# Snowboard Jacket for Daily Use



## zeeden (Sep 29, 2008)

Is a Snowboarding jacket warm enough when you're not snowboarding? I'll be in -20C/-4F weather, just wondering if I should pack my parka on my trip to Mt. Tremblant for walking around the in the village.

Last year I brought an extra jacket and it was still cold with it. But this year I want to pack light.


----------



## sook (Oct 25, 2009)

Depends on which one you have and what layers you are wearing under it.


----------



## zeeden (Sep 29, 2008)

sook said:


> Depends on which one you have and what layers you are wearing under it.


T-Shirt and Fleece Sweater


----------



## Tarzanman (Dec 20, 2008)

At that temperature, not if its just an out shell with no insulation.

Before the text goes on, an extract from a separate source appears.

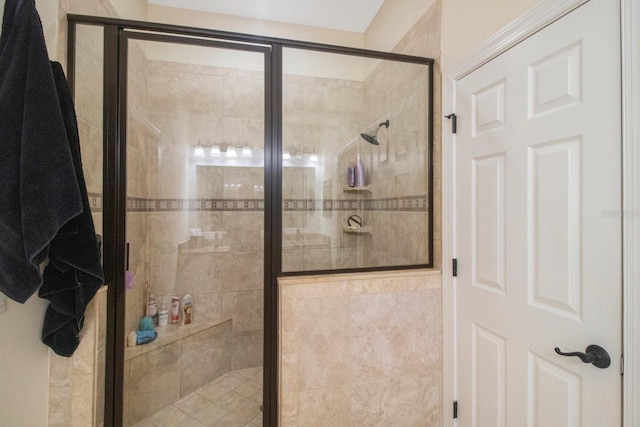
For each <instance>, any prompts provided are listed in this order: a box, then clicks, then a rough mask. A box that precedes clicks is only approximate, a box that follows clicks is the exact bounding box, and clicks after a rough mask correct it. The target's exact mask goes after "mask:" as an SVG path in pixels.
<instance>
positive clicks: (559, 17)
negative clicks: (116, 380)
mask: <svg viewBox="0 0 640 427" xmlns="http://www.w3.org/2000/svg"><path fill="white" fill-rule="evenodd" d="M587 1H589V0H547V1H545V2H544V3H542V4H540V5H539V6H537V7H536V8H534V9H532V10H531V11H530V12H528V13H527V14H525V15H523V16H522V17H520V18H519V19H517V20H515V21H514V22H512V23H511V24H509V25H508V26H506V27H505V28H503V29H502V30H500V31H499V32H497V33H496V34H494V35H493V36H492V37H490V38H489V39H487V40H486V41H485V42H484V43H483V44H481V45H480V46H479V47H478V48H476V49H475V50H473V51H471V52H470V53H469V54H467V55H466V56H465V57H463V58H462V59H461V60H460V61H458V62H456V63H455V64H453V65H452V66H451V67H448V68H447V69H445V70H444V71H443V77H442V79H443V80H442V85H443V91H442V111H443V113H446V114H449V113H455V111H456V102H455V99H456V85H457V82H458V81H459V80H460V79H462V78H463V77H464V76H466V75H467V74H469V73H471V72H472V71H474V70H476V69H477V68H479V67H481V66H482V65H484V64H486V63H487V62H489V61H490V60H491V59H493V58H495V57H497V56H499V55H500V54H502V53H504V52H505V51H506V50H508V49H510V48H512V47H514V46H515V45H517V44H518V43H520V42H521V41H523V40H525V39H526V38H528V37H529V36H531V35H532V34H534V33H535V32H537V31H539V30H541V29H542V28H544V27H546V26H547V25H549V24H551V23H552V22H554V21H556V20H558V19H559V18H561V17H562V16H564V15H566V14H567V13H569V12H571V11H573V10H574V9H576V8H577V7H579V6H581V5H582V4H584V3H586V2H587ZM620 4H621V30H622V40H621V42H622V50H621V52H622V88H621V89H622V107H623V108H622V118H621V120H622V145H623V146H622V152H623V155H622V172H621V175H622V186H623V188H622V192H623V193H622V212H621V213H620V214H621V216H622V224H623V226H622V228H623V229H622V230H621V233H622V242H623V253H622V258H623V266H622V268H623V290H622V291H623V318H622V319H621V320H622V322H623V354H624V359H625V361H624V377H623V390H622V393H623V396H622V401H623V408H622V411H623V414H622V415H623V426H625V427H633V426H635V425H638V424H640V373H638V372H639V371H640V339H639V338H638V337H637V336H636V333H635V332H636V331H640V315H638V316H635V315H634V313H640V123H638V122H635V123H634V120H633V117H634V114H635V116H638V114H640V4H638V2H637V1H636V0H620ZM455 143H456V136H455V134H452V132H451V128H450V127H449V126H442V168H443V170H442V236H443V239H442V260H443V262H442V272H443V274H442V299H443V300H442V304H443V311H442V313H443V318H442V327H443V353H444V354H443V390H442V393H443V396H442V397H443V404H444V407H443V418H444V419H443V426H445V427H451V426H454V425H456V424H457V423H456V421H455V420H454V418H453V404H452V402H454V401H455V400H456V397H457V390H456V387H457V378H456V371H455V366H456V357H457V355H456V347H455V338H456V335H455V334H456V325H455V315H456V299H455V286H456V285H457V283H456V279H455V278H454V277H453V275H452V268H453V265H452V262H451V260H453V259H454V258H456V253H457V252H456V240H455V239H456V229H455V224H456V202H455V197H454V194H455V193H454V191H455V188H456V169H455V160H456V158H455Z"/></svg>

Your only hope at those temps if the jacket has good insulation like down or thinsulate. Even then you'll probably want to layer up to help cut down on wind chill and keeping that body warmth in.


----------



## sook (Oct 25, 2009)

Yeah, depending on which jacket you have, you might be able to get away with it if you layer properly. A t-shirt and a sweater doesn't sound like enough to me even with an awesome jacket. But what do I know, I ride in southern california

again, what jacket do you have?


----------



## ChubbyGuy (Mar 5, 2009)

A lot of times snowboarding jackets are made more for waterproofing and breathability, and not as much insulation as one might hope in those temperatures. I'd bring the parka and even layer underneath that


----------